A “integração material” pressupõe o reconhecimento da dependência recíproca (já mencionada) entre os valores e a existência política de uma comunidade que os “vivencia” e a que estes “atualizam”: sem “comunidade”, não há “valores” e sem “valores”, não há “comunidade”, como lembrou André Luiz Fernandes Fallet, naquela obra.

Rudolf Smend apresentou o chamado método científico espiritual, que lida com a interpretação da norma constitucional a partir da ótica da ciência humana social. Esse método considera a Constituição como um tecido elástico tal qual a trama social, é necessária, portanto, a análise do espírito humano integrador dessa sociedade para compreender a norma constitucional.

A teoria de Smend nos traz à discussão a questão da mutação constitucional.

Para Dau-Lin (1998, p. 29-31), segundo André Luiz Fernandes Fellet (Rudolf Smend e os direitos fundamentais como “ordem objetiva de valores”, RIDB, Ano 1 (2012), nº 11) mutações constitucionais são “incongruência[s] que existe[m] entre as normas constitucionais por um lado e a realidade constitucional por outro”, ao que acrescenta: Se o problema da mutação da Constituição se lastreia na relação entre a Constituição escrita [texto constitucional] e a situação constitucional real, é dizer, entre normas e realidade no campo do direito constitucional – a mutação constitucional é a relação incorreta entre ambas – então se podem diferenciar quatro classes da mutação da Constituição: 1. Mutação da Constituição mediante uma prática estatal que não viola formalmente a Constituição; 2. Mutação da Constituição mediante a impossibilidade de exercer certos direitos estatuídos constitucionalmente; [caso da “Constitucionalização Simbólica”, teorizada por Marcelo Neves.] 3. Mutação da Constituição mediante uma prática estatal contraditória com a Constituição; 4. Mutação da Constituição mediante sua interpretação.
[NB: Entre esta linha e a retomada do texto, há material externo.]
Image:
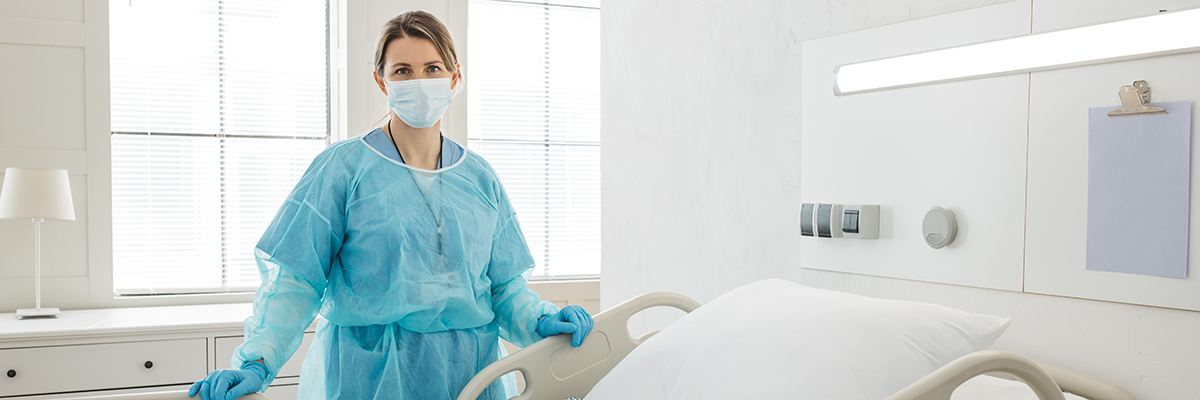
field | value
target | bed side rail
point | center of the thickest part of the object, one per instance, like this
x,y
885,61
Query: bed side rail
x,y
552,369
1048,381
160,395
Analisando o processo de integração, Smend cria todo um sistema de Direito que se denominou “integração jurídica”, procurando assentar as bases de uma nova teoria do Estado, como disse Miguel Reale(Teoria do Direito e do Estado, 5ª edição, pág. 45).

Acompanho a lição de Smend:

“Dessarte, o Estado não é um todo passivo que deixe escapar as diversas manifestações de vida, leis, atos diplomáticos, sentenças, medidas administrativas. O Estado encontra-se, contudo, sobretudo, em cada uma dessas manifestações de vida, enquanto são demonstrações de uma totalidade espiritual coerente, na qual verificam-se renovações e progressos cada vez mais importantes, tendo sempre como objetivo final essa mesma coerência”.

O Estado é, pois, um ser incessante, uma realidade espiritual que permanentemente se renova com a participação e adesão de todas as consciências, as quais, enquanto partícipes da finalidade comum em seu sentido orientadas, representam a própria realidade do Estado expressa em atos e funções.

Data vênia, com o devido respeito, a doutrina de Smend não faz descambar o Estado para o totalitarismo. Muito ao contrário.

Essa doutrina contribuiu para a assunção, pela Corte Constitucional, de “metodologia científico-espiritual de interpretação da Constituição”.

A partir da sentença proferida em 23 de outubro de 1952 (vale ressaltar que a Corte Constitucional alemã foi instalada no ano de 1951) sobre a proibição de um partido político, o Partido Socialista do Império (Jurisprudência do Tribunal Constitucional Federal (BVerfGE) (2,1)) em que o Tribunal enfrenta a vedação constitucional aos partidos contrários à “ordem liberal democrática” e entende que isso é uma referência aos “valores fundamentais supremos do Estado constitucional, baseados nas ideias de liberdade e democracia”, entre outras questões, é que se reconhece o rumo que a jurisprudência daquela Corte ia tomando nesse sentido, como disse André Luiz Fernandes Fellet(obra citada).

O Estado, pois, não é estático, é um movimento contínuo. O governo deve legitimar-se todos os dias junto à população sob pena de danos inestimáveis ao processo democrático.

*É procurador da república aposentado com atuação no RN.